Bild: Ein Umweltaktivist steht am Freitag auf einem Seil im Hambacher Forst
Hambacher Forst/Berlin taz | Als um 12.38 Uhr zunächst ein Knacken und
Rauschen ertönt und dann eine Männerstimme zu hören ist, geht es – wieder …
um die nächsten Zentimeter. „Achtung, Achtung, Achtung“, ruft ein Mann
durchs Megafon. Er befindet sich verschanzt in einer Holzhütte oben, in
einer Baumhaussiedlung namens „Oaktown“ im Hambacher Forst in
Nordrhein-Westfalen. Jetzt spricht er eine Warnung aus.
Um ihn herum, aufseiten der Polizei, auf dem Boden: zwei rote
Hebebühnenlaster und ein blauer, Dutzende behelmte Polizisten,
Höheninterventionsteams in Seuchenschutzanzügen, Waldarbeiter mit
Kettensägen.
Zwischen den Baumwipfeln: fünf Baumhäuser, in denen sich Besetzer befinden,
verbunden mit Kletterseilen und Traversen, behängt mit Plastikplanen und
Transparenten – und der Mann mit dem Megafon.
Drüben, hinter dem Flatterband, stehen die Fernsehkameras, die Journalisten
und die Pressesprecher von Polizei und Baumbesetzern. Beide geben
unermüdlich Interviews. Tag zwei der Räumungsaktion. Die Polizei
konzentriert sich auf „Oaktown“, die wohl größte Baumhaussiedlung im
Hambacher Forst.
„Unter diesen Hütten“, ruft der Mann nun aus dem Baumhaus ins Megafon,
„befinden sich Stollen und Tunnel, in denen sich Menschen angekettet haben.
Der Einsatz von schwerem Gerät auf diesem Boden gefährdet sie.“ Dann ruft
er hinterher: „Hier habt ihr euren Tunnel!“
Das ist er wieder, der Tunnel: Was wurde zuletzt nicht alles diskutiert,
über mutmaßliche Tunnelsysteme im Hambacher Forst.

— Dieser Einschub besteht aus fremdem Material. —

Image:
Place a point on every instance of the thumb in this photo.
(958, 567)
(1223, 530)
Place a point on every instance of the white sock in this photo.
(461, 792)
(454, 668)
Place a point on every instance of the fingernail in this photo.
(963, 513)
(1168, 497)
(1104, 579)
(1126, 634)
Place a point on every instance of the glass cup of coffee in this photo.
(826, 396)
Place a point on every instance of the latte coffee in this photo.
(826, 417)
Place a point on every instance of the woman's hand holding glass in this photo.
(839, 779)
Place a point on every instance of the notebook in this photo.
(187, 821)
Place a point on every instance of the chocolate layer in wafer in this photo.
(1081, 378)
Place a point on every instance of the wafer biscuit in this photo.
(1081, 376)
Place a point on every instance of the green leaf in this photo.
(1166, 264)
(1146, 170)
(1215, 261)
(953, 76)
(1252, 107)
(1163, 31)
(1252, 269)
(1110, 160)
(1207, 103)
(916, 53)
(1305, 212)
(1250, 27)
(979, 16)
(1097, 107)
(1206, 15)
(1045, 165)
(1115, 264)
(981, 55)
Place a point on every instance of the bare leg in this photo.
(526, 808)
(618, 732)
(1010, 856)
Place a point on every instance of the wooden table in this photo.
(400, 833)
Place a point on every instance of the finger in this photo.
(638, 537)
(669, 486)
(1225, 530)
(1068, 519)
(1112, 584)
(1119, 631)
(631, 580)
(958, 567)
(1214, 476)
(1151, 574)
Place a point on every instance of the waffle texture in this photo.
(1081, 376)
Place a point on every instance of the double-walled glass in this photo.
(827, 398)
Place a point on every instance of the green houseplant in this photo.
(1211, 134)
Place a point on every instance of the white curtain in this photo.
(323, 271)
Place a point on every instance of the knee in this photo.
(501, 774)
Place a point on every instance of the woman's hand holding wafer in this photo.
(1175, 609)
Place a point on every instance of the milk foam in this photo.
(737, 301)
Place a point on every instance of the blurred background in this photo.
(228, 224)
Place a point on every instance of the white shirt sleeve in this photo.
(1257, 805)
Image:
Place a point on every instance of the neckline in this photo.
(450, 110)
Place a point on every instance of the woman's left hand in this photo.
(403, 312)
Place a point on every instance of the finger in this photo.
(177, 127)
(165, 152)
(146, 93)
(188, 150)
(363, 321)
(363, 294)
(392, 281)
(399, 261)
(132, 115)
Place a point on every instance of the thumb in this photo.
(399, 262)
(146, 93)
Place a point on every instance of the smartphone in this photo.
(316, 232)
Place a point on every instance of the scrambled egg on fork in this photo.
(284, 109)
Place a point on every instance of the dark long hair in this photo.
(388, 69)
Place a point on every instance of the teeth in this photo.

Angeblich gleichen sie
denen der Vietcong. Das jedenfalls schrieb die Lokalpresse. Und die
Autonomen im Hambacher Forst empörten sich über diese lächerliche
Unterstellung.
Jetzt wollen sie doch ein Tunnelsystem haben. „Wichtig“, rufen sie
hinunter. „Wir meinen es ernst, da sind Menschen drin.“ Dann rufen sie noch
mal: „Wichtig, wichtig!“ Unten ertönt wieder das Geräusch einer Kettensä…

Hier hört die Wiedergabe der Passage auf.